53_修道院の第二の殺人

修道院の第二の殺人 (創元推理文庫)

修道院の第二の殺人 (創元推理文庫)

英国の図書館で、最愛されている作家アランナ・ナイトがおくるヴィクトリア朝エジンバラを舞台にした歴史ミステリ。
警察官であるファロは、絞首刑直前の殺人犯のハイムズが2つの殺人事件のうちのひとつは自分が犯人であることを認めたが、ふたつ目の犯行は頑なに拒否する姿を見て、疑問をもつ。ハイムズの刑が執行された直後、重病をおしてハイムズの双子の妹が、ふたつ目の殺人事件の真相究明をファロに託す。ファロの義理の息子ヴィンスと再捜査を開始する。

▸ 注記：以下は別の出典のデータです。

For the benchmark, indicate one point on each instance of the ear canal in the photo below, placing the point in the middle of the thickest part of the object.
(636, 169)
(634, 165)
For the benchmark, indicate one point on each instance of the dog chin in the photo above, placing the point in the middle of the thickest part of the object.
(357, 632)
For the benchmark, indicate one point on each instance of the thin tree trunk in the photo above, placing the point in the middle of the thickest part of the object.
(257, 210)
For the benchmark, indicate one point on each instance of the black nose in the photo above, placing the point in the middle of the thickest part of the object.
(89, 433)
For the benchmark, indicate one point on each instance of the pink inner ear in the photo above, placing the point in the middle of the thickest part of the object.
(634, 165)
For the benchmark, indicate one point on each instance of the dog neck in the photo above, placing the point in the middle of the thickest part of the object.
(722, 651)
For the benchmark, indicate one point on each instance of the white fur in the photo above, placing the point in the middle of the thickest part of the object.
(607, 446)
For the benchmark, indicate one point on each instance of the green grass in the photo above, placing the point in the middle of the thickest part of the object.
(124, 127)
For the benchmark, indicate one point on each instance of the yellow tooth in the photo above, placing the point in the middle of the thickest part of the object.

ポール・ドハディの修道士アセルスタンみたいな作風かと思ってましたが、全然違いました。ドハディほど硬派な歴史ミステリではなく、舞台がヴィクトリア朝時代であるだけで、歴史云々は特にストーリーに絡んでません。ミステリ的にも淡白な感じは否めませんが、ファロとヴィンスのキャラクタが生き生きとしているせいか、読みにくさもなく、ハードルの低いミステリに仕上がっています。本作はシリーズ第1作だったこともあり、助走的な印象を受け増したが、訳者あとがきで第2弾は歴史ミステリ好きを虜にさせるできばえということなので、そちらも期待しましょう。まったく余談ですが、ファロ・ヴィンスがファイロ・ヴァンスに見えるのはカタカナの魔法でしょうか。